Re: [PATCH] sched/deadline: Add sched_dl documentation

From: Luca Abeni
Date: Wed Jan 22 2014 - 08:03:33 EST


On 01/21/2014 02:55 PM, Peter Zijlstra wrote:
On Tue, Jan 21, 2014 at 01:50:41PM +0100, Luca Abeni wrote:
On 01/21/2014 01:33 PM, Peter Zijlstra wrote:

- During the execution of a job, the task might invoke a blocking system call,
and block... When it wakes up, it is still in the same job (decoding the same
video frame), and not in a different one.
This is (IMHO) where all the confusion comes from.

I would strongly urge you not to use that as an example, because its
dead wrong design. An RT thread (be it RR,FIFO or DL) should _NEVER_ do
blocking IO.
Well, but it does happen in reality :)

Yeah, I know, my point was more about not encouraging people to do this
by explicitly mentioning it.
Ok, got the point.

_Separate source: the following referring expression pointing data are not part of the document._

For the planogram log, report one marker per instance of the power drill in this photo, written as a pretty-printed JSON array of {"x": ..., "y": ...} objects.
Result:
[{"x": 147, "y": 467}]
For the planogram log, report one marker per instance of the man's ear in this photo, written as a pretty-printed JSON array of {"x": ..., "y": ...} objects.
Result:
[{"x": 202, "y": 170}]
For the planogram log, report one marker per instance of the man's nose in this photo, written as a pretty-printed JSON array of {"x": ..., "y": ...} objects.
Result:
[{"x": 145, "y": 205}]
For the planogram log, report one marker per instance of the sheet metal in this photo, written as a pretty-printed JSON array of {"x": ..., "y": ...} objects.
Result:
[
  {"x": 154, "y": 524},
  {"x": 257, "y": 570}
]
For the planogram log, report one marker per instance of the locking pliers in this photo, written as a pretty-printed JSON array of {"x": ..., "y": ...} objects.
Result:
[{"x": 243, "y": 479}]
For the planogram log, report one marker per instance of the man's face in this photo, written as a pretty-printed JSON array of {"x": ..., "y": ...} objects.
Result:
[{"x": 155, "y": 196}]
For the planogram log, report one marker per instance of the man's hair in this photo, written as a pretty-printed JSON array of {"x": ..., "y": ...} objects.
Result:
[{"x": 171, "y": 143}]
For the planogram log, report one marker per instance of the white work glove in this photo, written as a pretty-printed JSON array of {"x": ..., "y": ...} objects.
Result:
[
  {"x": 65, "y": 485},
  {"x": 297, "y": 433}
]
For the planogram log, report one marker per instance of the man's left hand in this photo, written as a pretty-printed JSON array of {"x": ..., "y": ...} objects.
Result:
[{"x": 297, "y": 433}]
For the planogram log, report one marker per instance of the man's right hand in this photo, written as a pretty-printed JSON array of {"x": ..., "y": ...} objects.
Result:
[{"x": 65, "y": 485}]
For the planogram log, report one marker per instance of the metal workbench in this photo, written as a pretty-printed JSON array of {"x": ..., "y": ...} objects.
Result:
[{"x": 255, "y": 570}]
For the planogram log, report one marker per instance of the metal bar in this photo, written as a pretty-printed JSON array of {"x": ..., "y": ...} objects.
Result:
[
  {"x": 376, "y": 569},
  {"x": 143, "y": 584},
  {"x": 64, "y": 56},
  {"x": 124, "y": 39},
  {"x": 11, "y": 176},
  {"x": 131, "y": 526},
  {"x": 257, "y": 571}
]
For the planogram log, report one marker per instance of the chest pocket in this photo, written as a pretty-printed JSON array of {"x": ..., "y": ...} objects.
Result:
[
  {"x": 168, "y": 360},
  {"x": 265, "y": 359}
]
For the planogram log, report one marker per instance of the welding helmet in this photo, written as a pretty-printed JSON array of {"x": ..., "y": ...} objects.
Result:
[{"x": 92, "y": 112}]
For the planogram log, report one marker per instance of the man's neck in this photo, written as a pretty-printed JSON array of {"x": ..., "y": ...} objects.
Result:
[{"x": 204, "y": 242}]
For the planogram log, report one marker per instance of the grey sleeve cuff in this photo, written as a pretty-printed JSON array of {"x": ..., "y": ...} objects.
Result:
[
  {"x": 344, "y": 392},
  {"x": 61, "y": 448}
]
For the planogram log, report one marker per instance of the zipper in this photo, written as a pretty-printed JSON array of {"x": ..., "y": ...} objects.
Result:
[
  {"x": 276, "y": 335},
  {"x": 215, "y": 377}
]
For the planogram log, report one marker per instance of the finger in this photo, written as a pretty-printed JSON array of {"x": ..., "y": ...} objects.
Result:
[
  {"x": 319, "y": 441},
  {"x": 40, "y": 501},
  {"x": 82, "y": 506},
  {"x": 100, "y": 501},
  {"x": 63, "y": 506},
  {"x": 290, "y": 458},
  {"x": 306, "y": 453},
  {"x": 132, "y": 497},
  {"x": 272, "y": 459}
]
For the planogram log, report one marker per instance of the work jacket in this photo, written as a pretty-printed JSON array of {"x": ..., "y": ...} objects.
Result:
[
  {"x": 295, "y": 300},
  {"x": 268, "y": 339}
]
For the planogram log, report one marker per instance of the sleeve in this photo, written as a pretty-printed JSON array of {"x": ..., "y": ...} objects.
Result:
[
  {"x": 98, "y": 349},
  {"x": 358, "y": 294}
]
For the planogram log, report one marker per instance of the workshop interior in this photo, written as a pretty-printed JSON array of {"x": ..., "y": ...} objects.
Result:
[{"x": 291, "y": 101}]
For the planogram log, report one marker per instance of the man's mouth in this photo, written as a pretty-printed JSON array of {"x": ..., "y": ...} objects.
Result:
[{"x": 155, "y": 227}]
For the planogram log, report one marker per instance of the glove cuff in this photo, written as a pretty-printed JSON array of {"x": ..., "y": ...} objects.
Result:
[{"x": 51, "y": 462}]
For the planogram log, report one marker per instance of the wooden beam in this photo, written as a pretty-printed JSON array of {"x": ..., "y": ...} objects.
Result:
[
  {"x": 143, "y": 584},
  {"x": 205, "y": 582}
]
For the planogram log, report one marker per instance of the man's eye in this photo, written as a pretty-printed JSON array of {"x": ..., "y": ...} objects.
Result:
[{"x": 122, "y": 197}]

I was not planning to add this example to the documentation
anyway, so I think there is no problem :)

On the other hand, I agree with you that a hard real-time task should be designed
not to do things like this. But SCHED_DEADLINE is flexible enough to be used on
many different kinds of tasks (hard real-time, soft real-time, etc...).

At which point I feel obliged to mention the work Jim did on statistical
bounded tardiness and a potential future option:
SCHED_FLAG_DL_AVG_RUNTIME, where we would allow tasks to somewhat exceed
their runtime budget provided that they meet their budget on average.
I think I read the paper your refer to, and if I remember well it was about
an analysis technique (using some math from queuing theory to get estimations
of the average response time, and then using Tchebysheff to transform this result
in a probabilistic real-time guarantee)... If I understand well, it does not
require modifications to the scheduling algorithm (the paper presents a multiprocessor
reservation-based scheduling algorithm, but the presented analysis applies to every
reservation-based algorithm, including SCHED_DEADLINE without modifications).
Am I misunderstanding something?

Anyway, I'll propose a documentation patch adding this paper to the references
(and if you agree I can also add some other references to probabilistic guarantees).

The SCHED_FLAG_DL_AVG_RUNTIME idea also looks interesting.

Another possibly extension; one proposed by Ingo; is to demote tasks to
SCHED_OTHER once they exceed their budget instead of the full block they
get now -- we could possibly call this SCHED_FLAG_DL_CBS_SOFT or such.
I think something similar to this was mentioned in the original "resource kernels"
paper by Rajkumar and others... It is in general very useful.

Another extension I implemented "locally" (but I never submitted patches because
it is "dangerous" and potentially controversial) is the original CBS behaviour:
when a task is depleted, do not make it unschedulable, but just postpone its
scheduling deadline (decreasing its priority) and immediately recharge the
runtime. This still preserves temporal isolation between SCHED_DEADLINE tasks,
but can cause starvation of non-SCHED_DEADLINE tasks (and this is why I say this
is dangerous and can be controversial), but can be useful in some situations.

And of course SCHED_FLAG_DL_CBS_SIGNAL, where the task gets a signal
delivered if it exceeded the runtime -- I think some of the earlier
patches had things like this, no?
I've seen this in some patchset, but I do not remember when. I think some of
the "advanced features" have been removed from the first submission.

On the other subject; I wouldn't actually mind if it grew into a proper
(academic or not) summary of deadline scheduling theory and how it

Sure, refer to actual papers for all the proofs and such, but it would
be very good to go over all the bits and pieces that make up the system.

So cover the periodic, sporadic and aperiodic model like henr_k
suggested, please do cover the job/instance idiom as it is used all over
the place.
Ok... My point was that it would be better (IMHO) to first explain how
sched_deadline works (and no notion of job/instance, etc is needed for this),
and then explain how this applies to the real-time task model (and here, of
course all the formal notation can be introduced).

Do you think this can be reasonable?

Sure, I think that's reasonable.
Ok, good. I am already working on this together with Juri.